10 blockchain firms, as well as cryptocurrency companies affected by the United States (US) Securities and Exchange Commission (SEC) sanctions, has been given COVID-19 aid fund from the US Paycheck Protection Program (PPP).
According to data from the Small Business Administration, 10 blockchain firms were beneficiaries of the US PPP to assist their companies in paying their staff and keeping the company running during the COVID-19 pandemic.
The US Paycheck Protection Program (PPP) was launched by the US Congress and signed into law by President Donald Trump, in a bid to assist businesses to keep their workforce employed during the pandemic and also to provide loans to eligible businesses to prevent job losses in the country.
Notably, out of the total $660 billion allocated by the US government for the PPP, $150,000 were given to the 10 blockchain firms affected by SEC sanctions. Additionally, reports indicate that the US government may forgive these loans if employers use the majority of funds to pay payroll expenses or property-related operational expenses.
Although, many raised alarms over the PPP’s vulnerability to fraud and improper payments. There has been no indication that these 10 blockchain firms obtained the federal funds fraudulently or in violation of any other rules.
10 blockchain firms who received the US PPP fund
According to a news report, the SEC-sanctioned 10 blockchain firms that received the PPP fund are:
- Cherubim Interests Inc. (CHIT), incorporated in Nevada and operating in Bedford, Texas. The SEC suspended trading of the company’s shares in Release No. 34-82347 on 12/18/2017 while investigating possible fraud and corporate misreporting.
- The Crypto Company, incorporated in Nevada and operating in Malibu, California. The corporation was investigated on allegations of fraud by SEC. Its stock was subsequently halted for trading.
- SecondMarket, Inc., formerly known as Genesis Global Trading, acquired to form NASDAQ Private Markets. Incorporated in Delaware and operating in NYC.
- Titanium Blockchain Infrastructure Services, Inc. Incorporated and currently operating in California. The corporation was issued an emergency asset freeze, a receiver appointment, and a trading halt following alleged financial fraud.
- Paragon Coin Inc., an online entity incorporated in Delaware whose primary operations were in Southern California. The Commission issued the organization a cease-and-desist order following Securities Act violations.
- Gladius Network LLC, incorporated in Nevada and currently operating in Washington, DC. The SEC charged the company with conducting an illegal offering and settled when the company agreed to repay $12.7 million to investors.
- TamarinHealth, formerly known as SimplyVital Health, Inc., incorporated in Delaware and primarily operating in Brighton, Massachusetts. The Commission issued the organization a cease-and-desist order following Securities Act violations.
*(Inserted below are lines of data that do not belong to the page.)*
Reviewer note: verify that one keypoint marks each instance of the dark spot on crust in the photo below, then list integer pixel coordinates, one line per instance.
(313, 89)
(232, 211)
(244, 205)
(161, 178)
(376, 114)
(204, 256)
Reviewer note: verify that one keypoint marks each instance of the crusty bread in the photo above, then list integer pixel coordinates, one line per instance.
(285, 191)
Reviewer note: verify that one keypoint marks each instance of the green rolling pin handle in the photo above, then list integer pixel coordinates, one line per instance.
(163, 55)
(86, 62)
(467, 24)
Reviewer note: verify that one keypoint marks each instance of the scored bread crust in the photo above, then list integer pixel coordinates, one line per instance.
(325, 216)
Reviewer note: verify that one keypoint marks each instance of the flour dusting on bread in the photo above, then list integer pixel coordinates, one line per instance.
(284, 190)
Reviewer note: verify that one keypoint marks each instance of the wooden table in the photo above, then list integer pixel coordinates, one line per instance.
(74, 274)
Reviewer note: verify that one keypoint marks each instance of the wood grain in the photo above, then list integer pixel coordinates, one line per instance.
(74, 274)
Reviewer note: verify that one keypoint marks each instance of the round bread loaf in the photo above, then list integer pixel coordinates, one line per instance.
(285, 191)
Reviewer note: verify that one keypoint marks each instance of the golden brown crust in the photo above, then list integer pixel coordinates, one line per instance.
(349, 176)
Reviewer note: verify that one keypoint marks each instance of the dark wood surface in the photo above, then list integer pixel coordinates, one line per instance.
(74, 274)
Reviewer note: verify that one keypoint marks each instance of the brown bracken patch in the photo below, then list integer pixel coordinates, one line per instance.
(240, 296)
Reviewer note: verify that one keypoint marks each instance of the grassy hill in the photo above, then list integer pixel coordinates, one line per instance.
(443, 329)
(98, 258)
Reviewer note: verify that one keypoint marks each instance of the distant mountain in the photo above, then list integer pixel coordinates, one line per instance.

- ICOBox, incorporated in the Cayman Islands and operating in Beverly Hills, California. The SEC alleged that the corporation violated the Securities Act and utilized interstate means to conduct illegal business in a District Court, Central District of California case.
- UnitedData, Inc., doing business as Shopin, incorporated in Delaware and operating in NYC. The SEC filed a complaint and jury demand in a District Court, Southern District of New York case, identified as Case 1:19-cv-11325.
- Bitclave PTE Ltd., incorporated in Singapore and operating in San Jose, California. The organization was issued a cease-and-desist order by the SEC following Securities Act violations.
COVID-19 PPP fund must be transparent
SEC Chairman Jay Clayton has announced that all blockchain firm granted the federal bailouts from the economic havoc wreaked by the coronavirus crisis should be transparent in their spending of allocated funds.
Companies should disclose how they spend the money. The need for bailout money or other sources of cash is sensitive information. I encourage companies to get out there disclose where they stand to limit speculation about the companies’ plans,” Clayton said.